Well, sort of -- mostly.  And yes, modulo fixing minor issues that may
or may not show up when I review, it I'll merge this.  But:

    > I do `pure merges' from my auxilarly branches to my main branch, 

That's the only caveat.   You _say_ you do pure merges -- and you
probably do -- but you'll have to maintain a discipline to be sure
that that's _really_ what you do.

The "danger scenario" here is that you set out to do a pure merge into
your main branch.   You do the merge and, let's say that the
build/test reveals a minor unrelated bug or you notice some unrelated
bug while fixing a merge conflict.   Without thinking about it, you
fix that one-line bug, then commit (along with the merge itself).
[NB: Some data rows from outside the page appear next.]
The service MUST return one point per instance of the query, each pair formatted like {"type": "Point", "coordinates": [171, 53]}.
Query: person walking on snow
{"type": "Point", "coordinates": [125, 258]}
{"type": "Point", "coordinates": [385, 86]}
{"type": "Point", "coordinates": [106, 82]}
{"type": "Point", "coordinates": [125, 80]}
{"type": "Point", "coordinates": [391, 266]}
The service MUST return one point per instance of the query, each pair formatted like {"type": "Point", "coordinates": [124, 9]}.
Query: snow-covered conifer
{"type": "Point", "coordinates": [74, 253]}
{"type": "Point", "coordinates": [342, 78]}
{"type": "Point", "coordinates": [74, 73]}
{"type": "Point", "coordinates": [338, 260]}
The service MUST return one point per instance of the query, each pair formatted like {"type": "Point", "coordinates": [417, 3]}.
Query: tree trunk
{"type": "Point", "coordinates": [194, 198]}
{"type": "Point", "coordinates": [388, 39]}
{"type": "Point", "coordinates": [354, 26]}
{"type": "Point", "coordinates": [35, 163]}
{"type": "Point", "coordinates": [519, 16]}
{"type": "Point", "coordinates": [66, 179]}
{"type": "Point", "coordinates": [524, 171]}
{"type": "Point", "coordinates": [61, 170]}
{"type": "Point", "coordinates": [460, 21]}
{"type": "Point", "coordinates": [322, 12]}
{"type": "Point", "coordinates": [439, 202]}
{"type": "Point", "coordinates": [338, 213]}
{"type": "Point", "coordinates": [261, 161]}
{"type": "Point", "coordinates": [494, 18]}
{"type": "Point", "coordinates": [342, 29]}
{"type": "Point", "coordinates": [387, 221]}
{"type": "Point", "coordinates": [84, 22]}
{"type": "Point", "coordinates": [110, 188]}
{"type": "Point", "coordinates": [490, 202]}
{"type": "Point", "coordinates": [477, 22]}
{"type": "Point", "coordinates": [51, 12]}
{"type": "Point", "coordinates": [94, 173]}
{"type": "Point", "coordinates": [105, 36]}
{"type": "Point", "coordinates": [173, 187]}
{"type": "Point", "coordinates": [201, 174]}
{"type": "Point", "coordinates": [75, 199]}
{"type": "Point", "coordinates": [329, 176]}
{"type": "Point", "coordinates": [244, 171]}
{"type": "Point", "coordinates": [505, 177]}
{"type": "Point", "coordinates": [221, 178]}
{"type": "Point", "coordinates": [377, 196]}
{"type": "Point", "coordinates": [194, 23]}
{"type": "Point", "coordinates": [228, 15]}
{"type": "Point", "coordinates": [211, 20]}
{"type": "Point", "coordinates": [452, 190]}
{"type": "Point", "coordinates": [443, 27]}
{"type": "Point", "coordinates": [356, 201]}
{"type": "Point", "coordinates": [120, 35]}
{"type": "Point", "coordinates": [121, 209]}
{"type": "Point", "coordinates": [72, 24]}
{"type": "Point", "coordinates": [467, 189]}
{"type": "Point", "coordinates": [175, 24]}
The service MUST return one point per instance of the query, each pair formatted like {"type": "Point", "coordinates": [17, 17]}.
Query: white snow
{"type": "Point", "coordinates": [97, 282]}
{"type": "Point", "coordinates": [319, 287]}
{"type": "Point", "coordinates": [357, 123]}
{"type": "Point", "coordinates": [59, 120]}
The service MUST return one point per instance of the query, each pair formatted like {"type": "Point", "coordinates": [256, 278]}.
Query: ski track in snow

Now your pure merge isn't pure because it contains changes other than
the merge.  If using --skip-present causes the impure patch that
includes that bug-fix to be skipped, the bug fix is dropped.

The original plan (like, early 2002) was to try to make some commands
for idempotent merging that wouldn't let you make such mistakes.  The
serious problem with the original plan is nobody could think of how
such commands might work on systems that don't have the system call
`perform_magic()' (which I think was scheduled to be added to the
Tahoe BSD release but was dropped as part of the settlement with AT&T.
SCO may have aquired the code for it and if it turns out that XFS is
using `perform_magic()' internally -- that's probably the _real_ basis
for their suit).

The good news is that Rob (starting with larch) plowed ahead with
variations on his approximation of perfect idempotent merges and, even
though I tried to maximize the amount of theory-based skepticism I
exuded about it, he's found it quite useful in practice.  (I think
some other people have as well and now you, too.)

So, I'll merge this yes: but also when there's a tutorial chapter on
"The pure-merge Style of Cooperation" perhaps it should take some time
to warn about the danger scenario described above.

    > and
    > then later want to just do a normal merge from the main branch to the
    > aux branches, but star-merge always gets completely confused by the
    > previous pure merges (and of course replay just gets conflicts).
    > Now I can just do replay --skip-present to do the main->aux merges!

And if you toss in some appropriate sync-trees, there, or if the
merges thus performed happens to give you the latest patch-logs in
main and in the branches, then star-merge will be happy again.

In other words, if for some project the "cost of maintaining pure
merge discipline" is an issue and star-merge is preferred when it
applies, you can pretty easily go back and forth between modes where
star-merge is doing the right thing and where --skip-present is
letting you "bend the patch-flow rules" when you have to.

(For something like your private Emacs branches, you having a clue
what you're doing when you use arch, the cost of maintaining pure
merge discipline is presumably quite low and recovery in cases where
you realize you've screwed up quite trivial.  I think that _that's_ the
core of the practical fact that trumped my in-theory skepticism.)